WTO Chief Issues Special WSD Message
29 September 2010 -- Mr. Pascal Lamy, Director-General of the Geneva-based World Trade Organization (WTO) has released a special message for the celebration of World Statistics Day, message whose text follows:
"What cannot be properly measured cannot be properly managed" – this aphorism is particularly true for trade negotiations where, at the end of the day, everything boils down to numbers. Statistics do not only help in defining policies, they also shape our way of understanding the world. Having the right numbers on tariffs or trade in merchandise and services is important for setting the regulation of international trade on the right footing.
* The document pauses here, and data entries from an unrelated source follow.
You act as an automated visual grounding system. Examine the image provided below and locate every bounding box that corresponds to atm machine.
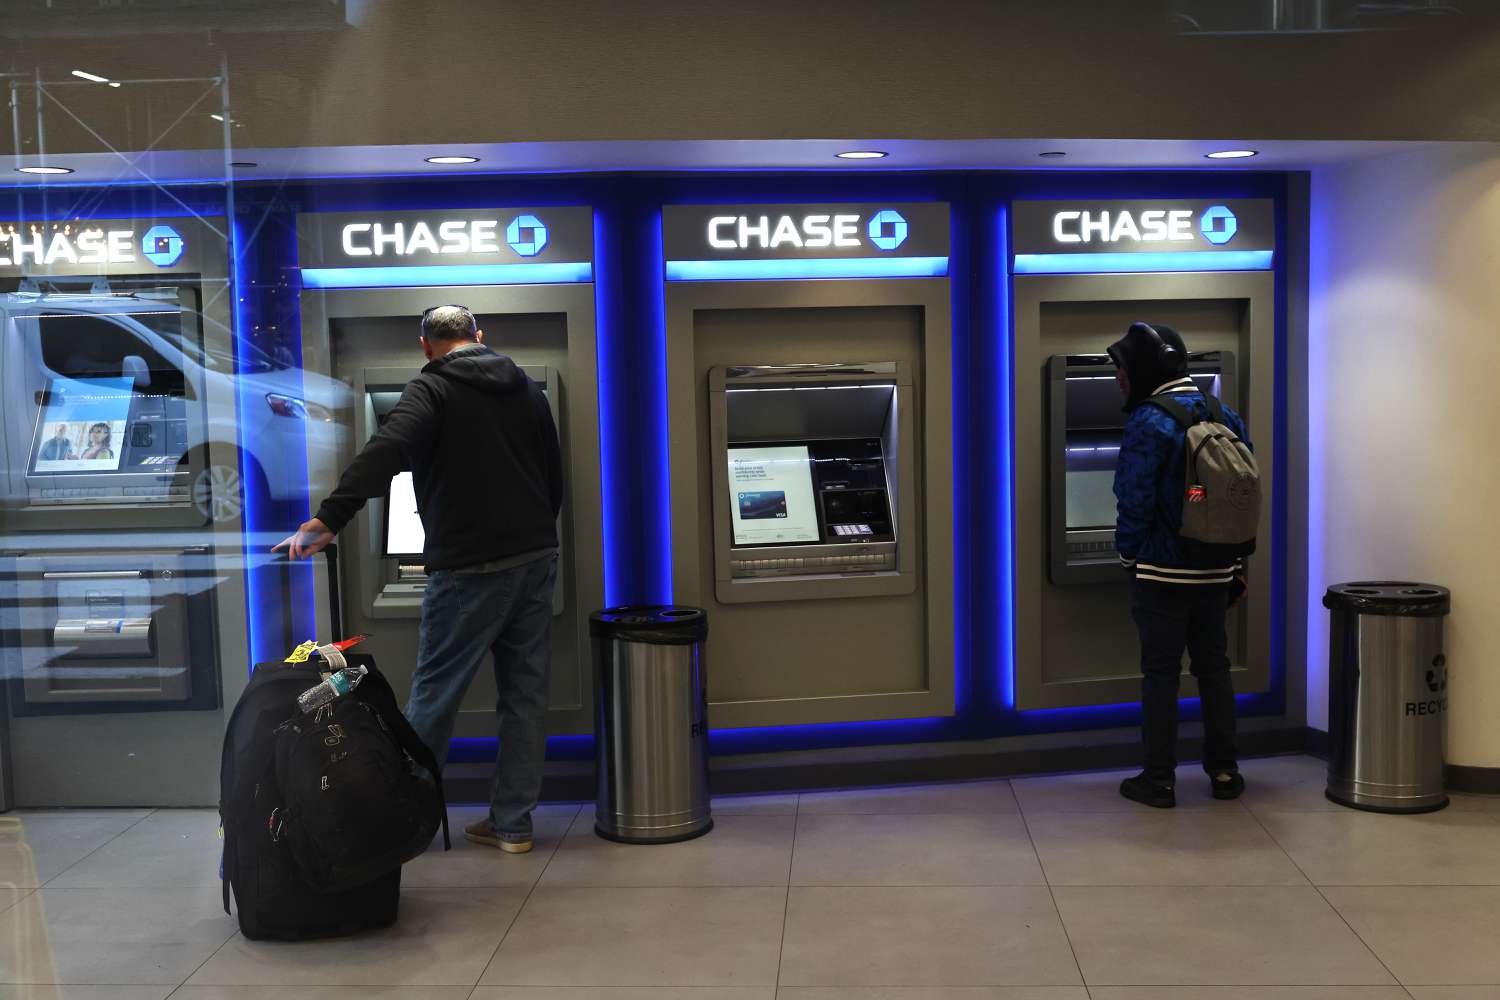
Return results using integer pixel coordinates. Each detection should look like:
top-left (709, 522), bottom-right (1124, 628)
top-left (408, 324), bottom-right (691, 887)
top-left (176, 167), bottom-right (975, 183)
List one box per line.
top-left (1010, 199), bottom-right (1277, 711)
top-left (294, 207), bottom-right (602, 740)
top-left (663, 202), bottom-right (955, 729)
top-left (709, 362), bottom-right (913, 598)
top-left (1048, 351), bottom-right (1235, 583)
top-left (357, 365), bottom-right (566, 619)
top-left (0, 215), bottom-right (249, 806)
However, the increasing complexity of today's global economy has blurred many conceptual boundaries. Today, most products are "made in the world" and have many "countries of origin". The traditional trade statistics based on customs data may not always provide the relevant picture needed for factual decision- making.
Similarly, the main barriers to international trade are not so much customs tariffs, which have declined significantly in most countries, but the transaction costs which deteriorate the competitiveness of many countries, and the non-tariff measures which limit access to markets.
The information related to these measures is still very limited, and lacks international comparability. Statistics – and especially international statistics – should therefore keep adapting to the changing world. What is required for measuring international trade and devising trade facilitation programmes in the XXIst Century demand encompassing previously separate fields of statistics. Only then can policy makers come up with a full picture of the economic and social gains of trade – identifying where domestic value added is created and by whom. We will then have the relevant information to place the public debate in the appropriate context .
WTO is one of the nine international agencies that co-organize a conference entitled "Measuring a Globalized World: The Geneva Contribution" to celebrate World Statistics Day in Geneva on 20 October.